The next value, "1.5", is the maximum absolute expected coordinate value on any dimension. It is used for plotting purposes. If the squared distances are confined to a 4-0 scale, xmax=1.5 is usually sufficient. The last two numbers, "0.0" and "100.0", are the minimum and maximum expected values of the input data. These are used to catch coding errors in the input data. Anything out of range is treated as missing data.
The fifth line is the format of the data file and the sixth line contains the missing data codes.

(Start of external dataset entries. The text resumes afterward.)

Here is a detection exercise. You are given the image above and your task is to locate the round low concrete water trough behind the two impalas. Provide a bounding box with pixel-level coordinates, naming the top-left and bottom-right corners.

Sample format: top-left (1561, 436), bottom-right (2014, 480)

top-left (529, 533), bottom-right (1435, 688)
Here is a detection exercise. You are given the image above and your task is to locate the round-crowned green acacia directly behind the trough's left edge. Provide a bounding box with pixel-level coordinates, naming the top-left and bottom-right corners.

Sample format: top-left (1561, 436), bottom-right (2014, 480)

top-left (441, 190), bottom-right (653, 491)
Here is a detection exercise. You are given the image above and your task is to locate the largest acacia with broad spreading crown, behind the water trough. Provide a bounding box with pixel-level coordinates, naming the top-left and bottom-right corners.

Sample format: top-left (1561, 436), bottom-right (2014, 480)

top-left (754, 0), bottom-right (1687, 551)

Finally, the last 12 lines are labels for the stimuli.
OLS68B.DAT
12 2 2 10 0 0
1 1 0 4 2
.001 -0.02 2.0 2.0 1.5 0.0 100.0
(1X,4A1,60X,12F3.0)
98 99
WALLACE
HUMPHREY
NIXON
MCCARTHY
REAGAN
ROCKEFELLER
LBJ
ROMNEY
R.KENNEDY
MUSKIE
AGNEW
LEMAY
-
Run MLSMU6. It will produce an output
file called FORT.22. The first 20 lines look like this:
WALLACE 1.2646 0.5154 217.4823 0.5541 1242.0000
HUMPHREY -0.5559 0.3738 114.7892 0.6968 1252.0000
NIXON 0.1480 -0.5415 123.2209 0.5319 1250.0000
MCCARTHY -0.6251 -0.4938 151.8926 0.3854 1204.0000
REAGAN 0.3080 -0.8895 131.8091 0.4380 1212.0000
ROCKEFELLER -0.5579 -0.5995 148.1413 0.3724 1229.0000
LBJ -0.5223 0.4905 147.0334 0.5573 1253.0000
ROMNEY -0.4736 -0.7866 111.3147 0.3434 1167.0000
R.KENNEDY -0.4245 0.2351 148.8571 0.5418 1242.0000
MUSKIE -0.6611 0.1660 126.0836 0.4862 1177.0000
AGNEW 0.2341 -0.8706 114.1418 0.4675 1180.0000
LEMAY 1.1901 0.4267 174.3242 0.4601 1188.0000
1681 -0.0285 0.2555 0.7918 0.6824 12.0000
1124 -0.1768 0.2692 1.4788 0.6992 12.0000
78 0.5707 -0.1514 3.5611 0.2141 12.0000
553 0.1376 0.1064 0.1597 0.7047 9.0000
7 0.2542 0.1235 1.2634 0.0116 12.0000
412 0.2781 0.0867 0.1024 0.6197 12.0000
631 0.5017 0.1088 1.1196 0.0742 12.0000
1316 0.2175 -0.5842 1.1568 0.8577 12.0000
etc etc etc
etc etc etc
The first two columns after the names are the two dimensional coordinates. The first
12 lines are the coordinates for the political candidates and lines 13 onward are the
coordinates for the respondents. Use R to plot the
12 candidates in two dimensions. This plot should be very similar to the one
you did for question 2 of homework 5.Use Epsilon to insert the voted and voted for variables into FORT.22 (strip off the candidate coordinates first). Turn in the Epsilon macro you used to do the insertion and the first 20 lines of the file.
Use R to make two-dimensional plots of the Voters, Non-Voters, Humphrey Voters only, Nixon Voters only, and Wallace Voters only. For example, your Humphrey Voter plot should look something like this:
Label each plot appropriately and use solid dots to plot the respondents. Turn in all these plots.